We recently helped a couple walk through this whom we will call Brad and Joan. They have 3 children. Their oldest child is in competitive dance, the middle child is in various sports and the youngest child is in a year-round swim team and participates in summer swim league. They have a busy schedule, and an expensive one.
Brad earns over $300,000 more than Joan each year. Brad agreed to pay Joan the standard child support in the Texas code for three children with “step downs” as they graduate high school. This gives Joan a base line of income to help pay for the mortgage, the utilities, food and minor expenses for the children while they were still living at home.
Brad also agreed to fund a joint bank account for the children on a monthly basis. These funds are for specific purposes for each child and there was an overall cap applied toward each child. The items in their agreement that are to be paid for via the joint account include:
- Dance Class/Dance Team/Dance Competition/Dance Costume costs from the dance studio
- Travel related to dance – hotel, air fare, meals during travel alone (for whichever parent was traveling with the child)
- Private dance lessons which she was doing prior to the divorce
- Private sports lessons for their middle child which he was doing prior to the divorce
- Cost of the sports leagues/uniforms/equipment
- Private swim lessons for the youngest which she was doing prior to the divorce
- Swim team costs/swim competition costs/swim equipment/suits
- Back to school shopping in August for clothing, school supplies and backpacks for all three with a cap of $2,000 on that cost each year.
This enabled Brad to cover costs for his children so they could maintain their lifestyle while decreasing the communication needed between the two parties. At any time, Brad can view the account, what was spent and how it was spent. It’s a win-win for all.
Set up Guidelines for Large Future Purchases
Brad and Joan also agreed to split the cost of vehicles for each child with Brad paying 75% and Joan paying 25% for a vehicle up to a certain dollar amount within 30 days of each child receiving their driver’s license in the future. They also agreed that Brad would be the parent responsible for negotiating for the vehicle and the paperwork. This puts bounds on the agreement to avoid argument but doesn’t tie them down to a specific vehicle today for a future purchase. Additionally, Brad agreed to pay for auto insurance for the children and they agreed that insurance would start within one week of each child receiving their license and agreed to share the information on the insurance cards within 24 hours of receiving it or changing it.
Pay the Vendor Directly
In other cases, we see the monied spouse paying the vendor directly. For example, we have helped many who agreed to keep their children in private school and the higher earning spouse paid the school directly. Often, we see a mandate to keep the child enrolled in the current private school unless they both agreed, in writing, to move the child. If they moved the child to a different school, the monied spouse would continue to pay 100% of the tuition costs. We also, in some cases, included the costs of meals, uniforms and fund-raising mandates from the private schools. In other cases, both spouses worked, and they agreed to pay the private school 50/50 directly with the same stipulations for change in private school institutions.

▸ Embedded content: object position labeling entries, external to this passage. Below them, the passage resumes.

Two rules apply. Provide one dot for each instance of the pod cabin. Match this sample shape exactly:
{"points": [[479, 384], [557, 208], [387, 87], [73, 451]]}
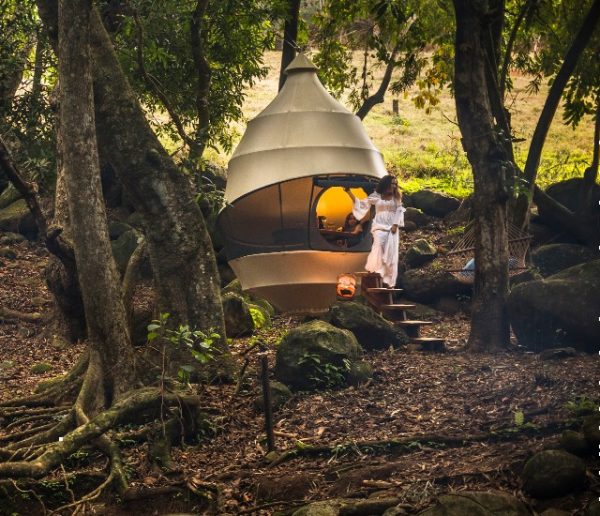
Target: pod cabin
{"points": [[286, 206]]}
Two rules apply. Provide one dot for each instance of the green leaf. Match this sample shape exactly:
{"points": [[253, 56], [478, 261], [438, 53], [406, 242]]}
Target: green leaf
{"points": [[519, 418]]}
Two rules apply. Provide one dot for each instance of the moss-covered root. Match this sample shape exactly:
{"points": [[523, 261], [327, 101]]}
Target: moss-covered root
{"points": [[139, 407]]}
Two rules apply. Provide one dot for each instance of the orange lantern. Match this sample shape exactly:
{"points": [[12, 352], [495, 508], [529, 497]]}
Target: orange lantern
{"points": [[346, 287]]}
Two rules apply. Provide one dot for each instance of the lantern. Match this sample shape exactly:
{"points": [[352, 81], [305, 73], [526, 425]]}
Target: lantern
{"points": [[346, 287], [282, 227]]}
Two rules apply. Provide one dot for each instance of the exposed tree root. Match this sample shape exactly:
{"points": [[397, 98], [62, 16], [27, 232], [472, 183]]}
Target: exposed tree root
{"points": [[434, 440], [139, 407]]}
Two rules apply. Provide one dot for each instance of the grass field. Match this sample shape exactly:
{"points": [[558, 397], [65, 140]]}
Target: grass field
{"points": [[425, 149]]}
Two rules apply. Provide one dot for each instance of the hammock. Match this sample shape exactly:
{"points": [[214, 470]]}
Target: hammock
{"points": [[461, 261]]}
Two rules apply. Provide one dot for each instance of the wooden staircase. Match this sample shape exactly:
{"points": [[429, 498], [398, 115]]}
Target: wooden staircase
{"points": [[381, 299]]}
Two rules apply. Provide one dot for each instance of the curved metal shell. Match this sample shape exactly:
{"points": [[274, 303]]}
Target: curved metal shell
{"points": [[303, 132]]}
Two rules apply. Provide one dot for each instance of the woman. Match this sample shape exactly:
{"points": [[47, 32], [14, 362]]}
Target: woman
{"points": [[351, 225], [389, 216]]}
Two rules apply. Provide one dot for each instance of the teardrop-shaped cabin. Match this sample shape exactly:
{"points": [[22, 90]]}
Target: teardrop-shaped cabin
{"points": [[284, 223]]}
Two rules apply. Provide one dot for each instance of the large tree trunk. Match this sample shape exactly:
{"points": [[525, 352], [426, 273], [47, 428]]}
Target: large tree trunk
{"points": [[61, 271], [179, 245], [290, 35], [108, 335], [488, 158], [520, 210]]}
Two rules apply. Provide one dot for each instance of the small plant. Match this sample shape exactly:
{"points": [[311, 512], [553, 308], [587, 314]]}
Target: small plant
{"points": [[326, 375], [458, 230], [581, 406], [199, 343], [259, 318], [519, 418]]}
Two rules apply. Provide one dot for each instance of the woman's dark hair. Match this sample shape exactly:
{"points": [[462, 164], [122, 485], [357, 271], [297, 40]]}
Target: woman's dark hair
{"points": [[384, 184]]}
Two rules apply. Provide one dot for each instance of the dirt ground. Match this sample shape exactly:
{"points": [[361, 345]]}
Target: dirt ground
{"points": [[412, 394]]}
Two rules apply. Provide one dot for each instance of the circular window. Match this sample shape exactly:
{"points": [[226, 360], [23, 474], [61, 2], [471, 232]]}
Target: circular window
{"points": [[337, 225]]}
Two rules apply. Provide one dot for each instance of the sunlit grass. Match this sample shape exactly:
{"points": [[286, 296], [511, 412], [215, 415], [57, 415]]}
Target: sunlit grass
{"points": [[425, 149]]}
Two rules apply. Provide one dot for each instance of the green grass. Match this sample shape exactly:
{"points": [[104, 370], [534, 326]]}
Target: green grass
{"points": [[425, 149]]}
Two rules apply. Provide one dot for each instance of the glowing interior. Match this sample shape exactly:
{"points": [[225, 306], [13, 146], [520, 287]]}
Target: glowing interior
{"points": [[335, 204]]}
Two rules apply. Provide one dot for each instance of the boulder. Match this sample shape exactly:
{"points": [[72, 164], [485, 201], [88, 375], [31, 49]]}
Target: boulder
{"points": [[422, 312], [575, 443], [8, 253], [360, 372], [593, 509], [568, 194], [416, 216], [370, 329], [558, 311], [316, 355], [558, 353], [427, 285], [419, 253], [260, 315], [553, 258], [11, 239], [16, 217], [453, 304], [116, 228], [591, 430], [552, 473], [9, 196], [434, 203], [236, 312], [233, 286], [123, 247], [226, 273], [409, 226], [477, 504], [280, 394]]}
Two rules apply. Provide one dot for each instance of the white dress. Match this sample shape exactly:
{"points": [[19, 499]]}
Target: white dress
{"points": [[383, 257]]}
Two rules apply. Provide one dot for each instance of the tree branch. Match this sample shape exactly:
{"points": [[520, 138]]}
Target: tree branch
{"points": [[27, 190], [510, 44], [203, 78], [153, 83]]}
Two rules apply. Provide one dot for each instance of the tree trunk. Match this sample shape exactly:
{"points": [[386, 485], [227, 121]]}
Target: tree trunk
{"points": [[179, 245], [489, 321], [290, 35], [203, 78], [520, 211], [379, 96], [61, 272], [108, 335]]}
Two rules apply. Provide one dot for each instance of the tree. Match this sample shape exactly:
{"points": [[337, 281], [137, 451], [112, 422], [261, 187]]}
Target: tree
{"points": [[193, 60], [492, 169], [111, 363], [389, 33], [290, 37], [582, 88], [104, 384], [180, 250]]}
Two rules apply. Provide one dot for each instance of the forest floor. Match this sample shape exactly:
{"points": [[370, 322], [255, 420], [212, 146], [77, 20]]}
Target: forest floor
{"points": [[412, 394]]}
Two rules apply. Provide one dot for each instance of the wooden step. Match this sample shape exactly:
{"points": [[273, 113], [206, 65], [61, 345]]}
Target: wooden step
{"points": [[413, 323], [412, 328], [434, 344], [397, 306]]}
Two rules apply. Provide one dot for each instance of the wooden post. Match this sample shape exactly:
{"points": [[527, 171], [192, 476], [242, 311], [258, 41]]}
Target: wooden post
{"points": [[264, 372]]}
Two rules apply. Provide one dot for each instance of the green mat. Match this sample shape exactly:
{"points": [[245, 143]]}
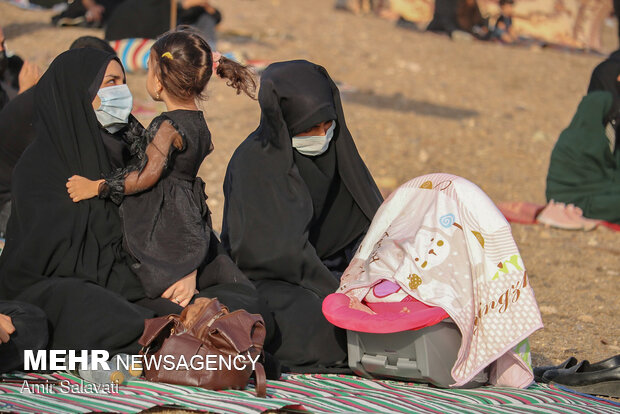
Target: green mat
{"points": [[317, 393]]}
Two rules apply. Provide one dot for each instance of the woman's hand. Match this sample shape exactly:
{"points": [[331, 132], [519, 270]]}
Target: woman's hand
{"points": [[81, 188], [182, 291], [6, 328], [28, 76]]}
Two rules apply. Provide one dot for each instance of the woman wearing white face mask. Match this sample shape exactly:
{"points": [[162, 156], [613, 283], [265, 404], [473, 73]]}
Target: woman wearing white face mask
{"points": [[64, 257], [299, 199]]}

We’ve also seen where the monied spouse will pay the dance studio, the little league, the gymnastics teacher, the educational tutor, etc. directly. This takes the need to communicate away and mandates that the child continue to receive the activity or tutoring. We usually see caps put on the spending so the monied spouse has security while still mandating a certain number of activities or dollar amount be used for the child’s needs.
Achieved by Agreement, Not by Force
Of course, these cases all involved a willing father and a willing mother. The noncustodial parent is not bound to pay anything on top of child support, in our experience. We have found the noncustodial parent is more likely to pay for the children’s cost directly, but it’s done by agreement not by force.